En suis-je plus heureux qu'avant de les connaître ?
Et, tout rêvant ainsi, pauvre rêveur, voilà
Que soudain, loin, bien loin, mon âme s'envola,
Et d'objets en objets, dans sa course inconstante,
Se prit aux longs discours que feu ma bonne tante
Me tenait, tout enfant, durant nos soirs d'hiver,
Dans ma ville natale, à Boulogne-sur-Mer.
Elle m'y racontait souvent, pour me distraire,
Son enfance, et les jeux de mon père, son frère,
Que je n'ai pas connu; car je naquis en deuil,
Et mon berceau d'abord posa sur un cercueil.
Elle me parlait donc, et de mon père et d'elle;
Et ce qu'aimait surtout sa mémoire fidèle,
C'était de me conter leurs destins entraînés
Loin du bourg paternel où tous deux étaient nés.
De mon antique aïeul je savais le ménage,
Le manoir, son aspect, et tout le voisinage;
La rivière coulait à cent pas près du seuil;

Douze enfants (tous sont morts!) entouraient le fauteuil ;
Et je disais les noms de chaque jeune fille,
Du curé, du notaire, amis de la famille,

Pieux hommes de bien, dont j'ai rêvé les traits,
Morts pourtant sans savoir que jamais je naîtrais.

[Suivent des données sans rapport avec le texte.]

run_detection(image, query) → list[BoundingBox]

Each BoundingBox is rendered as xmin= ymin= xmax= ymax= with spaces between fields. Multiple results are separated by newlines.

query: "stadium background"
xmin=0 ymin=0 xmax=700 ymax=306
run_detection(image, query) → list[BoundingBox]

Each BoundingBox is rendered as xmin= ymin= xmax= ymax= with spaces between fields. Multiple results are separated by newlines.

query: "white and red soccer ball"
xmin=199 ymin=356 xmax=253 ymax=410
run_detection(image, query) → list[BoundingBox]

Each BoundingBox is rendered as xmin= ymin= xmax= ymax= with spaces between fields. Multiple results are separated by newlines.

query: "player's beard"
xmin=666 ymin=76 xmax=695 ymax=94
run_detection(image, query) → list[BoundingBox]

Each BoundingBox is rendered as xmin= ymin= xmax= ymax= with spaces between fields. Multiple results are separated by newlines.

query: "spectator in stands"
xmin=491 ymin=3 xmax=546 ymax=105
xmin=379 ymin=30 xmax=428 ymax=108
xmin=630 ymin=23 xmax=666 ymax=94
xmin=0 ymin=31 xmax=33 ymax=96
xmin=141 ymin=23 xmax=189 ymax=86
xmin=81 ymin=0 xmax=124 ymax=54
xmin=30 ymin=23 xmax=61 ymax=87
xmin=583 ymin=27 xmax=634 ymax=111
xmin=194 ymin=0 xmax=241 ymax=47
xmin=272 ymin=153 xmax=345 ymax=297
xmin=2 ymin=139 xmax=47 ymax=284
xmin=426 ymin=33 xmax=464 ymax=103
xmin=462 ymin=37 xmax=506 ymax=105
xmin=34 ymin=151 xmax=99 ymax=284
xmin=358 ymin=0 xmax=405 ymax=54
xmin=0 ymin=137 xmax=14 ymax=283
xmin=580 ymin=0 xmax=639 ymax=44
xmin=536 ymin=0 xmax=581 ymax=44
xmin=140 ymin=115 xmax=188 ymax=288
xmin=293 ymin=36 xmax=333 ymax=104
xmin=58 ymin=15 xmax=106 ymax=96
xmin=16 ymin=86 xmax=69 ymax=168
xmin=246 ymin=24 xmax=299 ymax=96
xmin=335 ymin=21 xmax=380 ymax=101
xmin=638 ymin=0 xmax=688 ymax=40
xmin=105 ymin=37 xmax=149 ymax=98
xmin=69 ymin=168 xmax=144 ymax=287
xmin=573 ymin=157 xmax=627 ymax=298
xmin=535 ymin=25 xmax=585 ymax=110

Et tout cela revint en mon âme mobile,

Ce jour que je passais le long du quai dans l'ile.
Et bientôt, au sortir de ces songes flottants,
Je me sentis pleurer, et j'admirai longtemps
Que de ces hommes morts, de ces choses vieillies,
De ces traditions par hasard recueillies,
Moi, si jeune et d'hier, inconnu des aïeux,
Qui n'ai vu qu'en récits les images des lieux,
Je susse ces détails, seul peut-être sur terre,
Que j'en gardasse un culte en mon cœur solitaire,
Et qu'à propos de rien, un jour d'été, si loin
Des lieux et des objets, ainsi j'en prisse soin.
Hélas! pensai-je alors, la tristesse dans l'âme,
Humbles hommes, l'oubli sans pitié nous réclame,
Et, sitôt que la mort nous a remis à Dieu,
Le souvenir de nous ici nous survit peu;
Notre trace est légère et bien vite effacée;
Et moi, qui de ces morts garde encor la pensée,

Quand je m'endormirai comme eux, du temps vaincu,
Sais-je, hélas! si quelqu'un saura que j'ai vécu ?
Et poursuivant toujours, je disais qu'en la gloire,
En la mémoire humaine, il est peu sûr de croire,
Que les cœurs sont ingrats, et que bien mieux il vaut
De bonne heure aspirer et se fonder plus haut,
Et croire en celui seul qui, dès qu'on le supplie,
Ne nous fait jamais faute, et qui jamais n'oublie.

LE JOUEUR D'ORGUE.

(LE MÊME.)

Nous montions lentement,* et pour longtemps encore; Les ombres pâlissaient et pressentaient l'aurore, Et les astres tombant, humidement versés, Epanchaient le sommeil aux yeux enfin lassés. Tout dormait: je veillais, et, sous l'humble lumière, Je voyais cheminer, tout près de la portière, Un pauvre joueur d'orgue: il nous avait rejoins; Ne pas cheminer seul, cela fatigue moins. Courbé sous son fardeau, gagne-pain de misère, Que surmontait encore la balle nécessaire, Un bâton à la main, sans un mot de chanson, Il tirait à pas lents, regardant l'horizon. "Vie étrange," pensai-je, "et quelle destinée! Sous le ciel nuit et jour, rouler toute l'année ! Jeune, l'idée est belle, et ferait tressaillir; Mais celui-ci se voûte, et m'a l'air de vieillir. Que peut-il espérer ? Rien au cœur, pas de joie ; Machinal est le son qu'aux passants il envoie." Et je continuais dans mon coin à peser Tous les maux, et les biens, à les lui refuser. Et par degrés pourtant blanchissait la lumière ; Son gris sourcil s'armait d'attention plus fière: Sa main habituelle à l'orgue se porta: Qu'attendait-il? . . . Soudain le soleil éclata,

Et l'orgue au même instant, comme s'il eût pris flamme, Fêta d'un chant l'aurore, et pria comme une âme.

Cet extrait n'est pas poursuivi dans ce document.